Am back at work with a vengeance ...
Am acting as an adviser to two candidates for city councils in two cities in our district. That's in addition to a quickening of action around Loni's re-election campaign for a second term in the State Assembly. She will be running virtually unopposed in the March Primary (two little known men have filed) but it still means fundraisers and public events to attend where our district crew of five will take turns staffing her. It's an exciting time, but also wearing.
Still haven't gotten into the writing of my speech (this weekend, I promise) for the King Day event. Learned a little more about the Henry J. Kaiser Oakland Museum Exhibition, though. Found that Loni will attend the opening on January 31st and I'm assigned to staff her on that evening. I haven't found a way to tell her that -- included in the exhibition -- is a 1-minute audio clip of yours truly accompanying a film clip taken from the U.C. oral history project. Have warned our chief of staff that this is happening, but Loni's been in the Sacramento Follies all week, and we've not seen her since before Christmas. Maybe I'll just let it happen. Would hate to appear to be trying to upstage a legislator. Maybe she won't notice. It will flit by quickly, I'm sure.
When the clarifying call came yesterday (I'd called to ask why the clip was being used at all -- and what possible relevance could it have to telling the Kaiser story?) -- I had mixed feelings:
"You were very eloquent in your description of the migration of those who came west to work in the shipyards...". Got to thinking that I also had made quite a point during that interview of the fact that my role had been pretty insignificant in the war effort and that, in fact, I was a lowly clerk in a Jim Crow union, an important point in the telling of that story. I fear that a 1-minute clip taken out of context will do just the opposite of what I feel is the important point of my personal war front history.

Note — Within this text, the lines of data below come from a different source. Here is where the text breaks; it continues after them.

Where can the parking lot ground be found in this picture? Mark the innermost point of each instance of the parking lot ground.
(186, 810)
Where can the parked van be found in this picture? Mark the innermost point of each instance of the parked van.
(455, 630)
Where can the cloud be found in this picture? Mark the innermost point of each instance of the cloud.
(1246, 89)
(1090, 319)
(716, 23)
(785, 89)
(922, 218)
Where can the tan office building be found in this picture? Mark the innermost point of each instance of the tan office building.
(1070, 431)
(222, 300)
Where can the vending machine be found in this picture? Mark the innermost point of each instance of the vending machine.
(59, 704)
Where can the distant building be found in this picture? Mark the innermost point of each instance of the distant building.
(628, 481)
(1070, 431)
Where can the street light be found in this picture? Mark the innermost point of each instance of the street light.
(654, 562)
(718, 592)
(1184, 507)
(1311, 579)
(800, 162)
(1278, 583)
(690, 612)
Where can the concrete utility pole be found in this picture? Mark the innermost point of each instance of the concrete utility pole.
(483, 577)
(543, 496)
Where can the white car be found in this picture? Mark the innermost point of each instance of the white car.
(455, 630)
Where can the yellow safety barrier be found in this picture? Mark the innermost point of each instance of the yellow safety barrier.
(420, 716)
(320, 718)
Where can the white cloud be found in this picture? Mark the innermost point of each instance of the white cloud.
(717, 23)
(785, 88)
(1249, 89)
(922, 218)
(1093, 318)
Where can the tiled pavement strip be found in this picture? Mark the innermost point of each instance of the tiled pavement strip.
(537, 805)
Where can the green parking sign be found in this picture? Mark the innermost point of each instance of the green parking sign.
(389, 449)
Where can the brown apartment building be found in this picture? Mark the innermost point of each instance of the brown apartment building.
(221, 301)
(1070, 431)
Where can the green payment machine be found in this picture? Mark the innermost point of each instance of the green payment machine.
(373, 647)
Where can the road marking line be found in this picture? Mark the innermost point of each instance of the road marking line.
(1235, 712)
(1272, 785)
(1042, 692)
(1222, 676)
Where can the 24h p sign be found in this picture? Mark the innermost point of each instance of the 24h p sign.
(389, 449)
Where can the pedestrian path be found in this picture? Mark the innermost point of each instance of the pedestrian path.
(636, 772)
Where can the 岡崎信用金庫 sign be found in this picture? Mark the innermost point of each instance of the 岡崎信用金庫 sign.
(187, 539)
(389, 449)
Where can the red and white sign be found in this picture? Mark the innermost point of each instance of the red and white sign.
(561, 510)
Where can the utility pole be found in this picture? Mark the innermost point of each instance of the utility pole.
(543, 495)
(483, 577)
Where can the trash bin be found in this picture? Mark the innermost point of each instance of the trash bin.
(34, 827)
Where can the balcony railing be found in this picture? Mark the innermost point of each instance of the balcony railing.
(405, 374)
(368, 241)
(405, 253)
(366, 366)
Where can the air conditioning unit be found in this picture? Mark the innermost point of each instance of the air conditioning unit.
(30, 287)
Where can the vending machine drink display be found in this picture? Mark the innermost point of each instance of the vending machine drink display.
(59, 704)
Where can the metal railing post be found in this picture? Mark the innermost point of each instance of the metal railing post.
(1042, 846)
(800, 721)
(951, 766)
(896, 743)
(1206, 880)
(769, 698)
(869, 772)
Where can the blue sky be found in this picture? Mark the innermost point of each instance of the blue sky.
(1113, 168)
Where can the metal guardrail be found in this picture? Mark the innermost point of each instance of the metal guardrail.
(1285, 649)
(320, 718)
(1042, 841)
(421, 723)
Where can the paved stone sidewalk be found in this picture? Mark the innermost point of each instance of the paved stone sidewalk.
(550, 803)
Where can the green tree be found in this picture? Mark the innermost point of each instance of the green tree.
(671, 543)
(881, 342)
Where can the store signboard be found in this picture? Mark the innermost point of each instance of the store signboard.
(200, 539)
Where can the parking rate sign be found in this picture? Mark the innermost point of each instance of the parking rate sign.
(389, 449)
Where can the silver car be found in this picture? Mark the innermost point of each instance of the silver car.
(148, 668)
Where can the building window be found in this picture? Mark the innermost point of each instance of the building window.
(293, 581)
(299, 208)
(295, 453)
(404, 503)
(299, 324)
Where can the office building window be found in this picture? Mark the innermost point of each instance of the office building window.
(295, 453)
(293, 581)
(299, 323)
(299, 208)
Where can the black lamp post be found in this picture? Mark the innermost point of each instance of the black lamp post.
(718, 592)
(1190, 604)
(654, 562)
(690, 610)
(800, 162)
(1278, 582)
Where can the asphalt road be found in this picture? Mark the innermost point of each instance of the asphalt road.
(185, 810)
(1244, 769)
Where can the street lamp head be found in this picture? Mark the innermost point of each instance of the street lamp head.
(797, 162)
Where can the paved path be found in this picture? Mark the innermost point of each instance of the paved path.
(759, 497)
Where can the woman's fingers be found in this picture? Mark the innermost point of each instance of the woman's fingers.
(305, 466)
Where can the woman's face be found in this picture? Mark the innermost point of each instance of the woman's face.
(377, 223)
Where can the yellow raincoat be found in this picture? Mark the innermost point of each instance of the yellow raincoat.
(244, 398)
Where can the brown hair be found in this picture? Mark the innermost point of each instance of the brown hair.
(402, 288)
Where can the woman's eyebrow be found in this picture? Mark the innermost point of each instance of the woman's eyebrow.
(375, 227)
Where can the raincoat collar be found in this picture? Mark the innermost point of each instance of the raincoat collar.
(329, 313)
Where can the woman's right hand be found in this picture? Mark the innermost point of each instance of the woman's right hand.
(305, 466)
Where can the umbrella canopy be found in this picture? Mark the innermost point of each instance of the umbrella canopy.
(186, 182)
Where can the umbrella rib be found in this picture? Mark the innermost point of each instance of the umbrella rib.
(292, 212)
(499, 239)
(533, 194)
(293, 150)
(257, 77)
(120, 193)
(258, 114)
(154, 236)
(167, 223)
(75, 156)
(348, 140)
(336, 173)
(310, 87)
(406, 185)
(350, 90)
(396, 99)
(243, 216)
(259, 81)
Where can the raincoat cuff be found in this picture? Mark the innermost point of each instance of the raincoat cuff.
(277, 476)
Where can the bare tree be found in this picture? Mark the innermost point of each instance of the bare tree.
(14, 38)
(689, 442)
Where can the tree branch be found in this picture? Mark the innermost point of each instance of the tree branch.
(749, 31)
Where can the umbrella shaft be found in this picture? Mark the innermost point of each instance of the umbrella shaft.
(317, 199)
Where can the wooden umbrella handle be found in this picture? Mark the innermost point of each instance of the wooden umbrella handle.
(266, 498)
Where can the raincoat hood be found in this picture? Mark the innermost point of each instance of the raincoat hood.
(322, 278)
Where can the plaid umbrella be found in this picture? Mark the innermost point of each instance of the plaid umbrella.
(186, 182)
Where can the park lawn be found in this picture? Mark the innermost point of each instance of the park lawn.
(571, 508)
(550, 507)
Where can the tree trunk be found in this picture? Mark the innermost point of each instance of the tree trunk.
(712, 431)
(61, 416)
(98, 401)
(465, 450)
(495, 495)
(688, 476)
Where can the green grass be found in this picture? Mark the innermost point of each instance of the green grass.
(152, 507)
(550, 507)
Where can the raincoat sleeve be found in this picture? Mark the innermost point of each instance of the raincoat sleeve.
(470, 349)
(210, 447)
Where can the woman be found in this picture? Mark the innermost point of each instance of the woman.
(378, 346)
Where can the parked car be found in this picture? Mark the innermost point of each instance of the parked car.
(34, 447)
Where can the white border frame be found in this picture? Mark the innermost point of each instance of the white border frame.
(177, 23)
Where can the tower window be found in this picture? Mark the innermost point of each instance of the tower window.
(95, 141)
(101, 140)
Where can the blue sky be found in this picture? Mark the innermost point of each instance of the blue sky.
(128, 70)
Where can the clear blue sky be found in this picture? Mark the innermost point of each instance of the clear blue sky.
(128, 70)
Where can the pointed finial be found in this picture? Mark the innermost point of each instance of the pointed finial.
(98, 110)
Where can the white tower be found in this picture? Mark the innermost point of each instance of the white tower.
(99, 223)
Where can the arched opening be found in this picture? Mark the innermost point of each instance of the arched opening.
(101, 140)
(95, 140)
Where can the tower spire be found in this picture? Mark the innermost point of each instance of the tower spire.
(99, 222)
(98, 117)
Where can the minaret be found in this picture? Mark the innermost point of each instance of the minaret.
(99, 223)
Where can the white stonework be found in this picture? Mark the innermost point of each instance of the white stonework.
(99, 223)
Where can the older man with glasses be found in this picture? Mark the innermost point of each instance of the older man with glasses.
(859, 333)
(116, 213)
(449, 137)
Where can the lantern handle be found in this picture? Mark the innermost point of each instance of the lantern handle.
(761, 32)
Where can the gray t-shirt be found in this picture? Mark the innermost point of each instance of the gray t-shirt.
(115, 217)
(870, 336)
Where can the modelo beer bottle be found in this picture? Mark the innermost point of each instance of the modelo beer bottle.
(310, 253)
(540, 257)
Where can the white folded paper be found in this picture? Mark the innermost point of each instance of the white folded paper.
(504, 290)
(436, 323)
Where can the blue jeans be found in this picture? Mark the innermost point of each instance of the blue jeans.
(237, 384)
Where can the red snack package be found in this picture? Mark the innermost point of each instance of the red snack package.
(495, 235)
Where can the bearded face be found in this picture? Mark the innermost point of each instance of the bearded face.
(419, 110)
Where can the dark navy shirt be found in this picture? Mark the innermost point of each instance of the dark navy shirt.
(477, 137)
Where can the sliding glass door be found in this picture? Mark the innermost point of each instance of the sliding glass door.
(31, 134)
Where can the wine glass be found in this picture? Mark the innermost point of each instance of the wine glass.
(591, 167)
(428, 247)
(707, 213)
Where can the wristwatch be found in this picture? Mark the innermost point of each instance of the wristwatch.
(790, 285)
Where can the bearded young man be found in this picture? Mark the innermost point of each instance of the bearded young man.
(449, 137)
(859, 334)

My image will be used to show how wonderful was the Kaiser contribution to the making of America in a time of monumental social change. But then that little piece will be but one of many, I'm sure, all making up the mosaic of the time.
There will have to be other ways to tell my story -- when the university ever gets around to doing the editing needed to tell it in its entirety. But this is the way that history gets revised, and about how we acquiesce for the sake of ego or whatever else such an experience offers. Maybe just the fact of being a part of the Henry J. Kaiser exhibit will serve as a way to begin to open that history to the public, and my tiny piece will give significance to the later release -- if ever.. . I'll probably be long gone when that oral history project is open to public view. Two and a half days is a lot of taping. I suspect that its use will be simply for scholars seeking information about those war years or the western migration. They will have access to the materials from the archives. Maybe that's the only purpose for the collection of those personal stories. (The university has promised to see that I have copy a some point, though, so if you're reading this, Bob, remember to pick it up some decade in the future when you're working on the family story.)
As I've said before, I had no idea I'd live long enough to BE black history!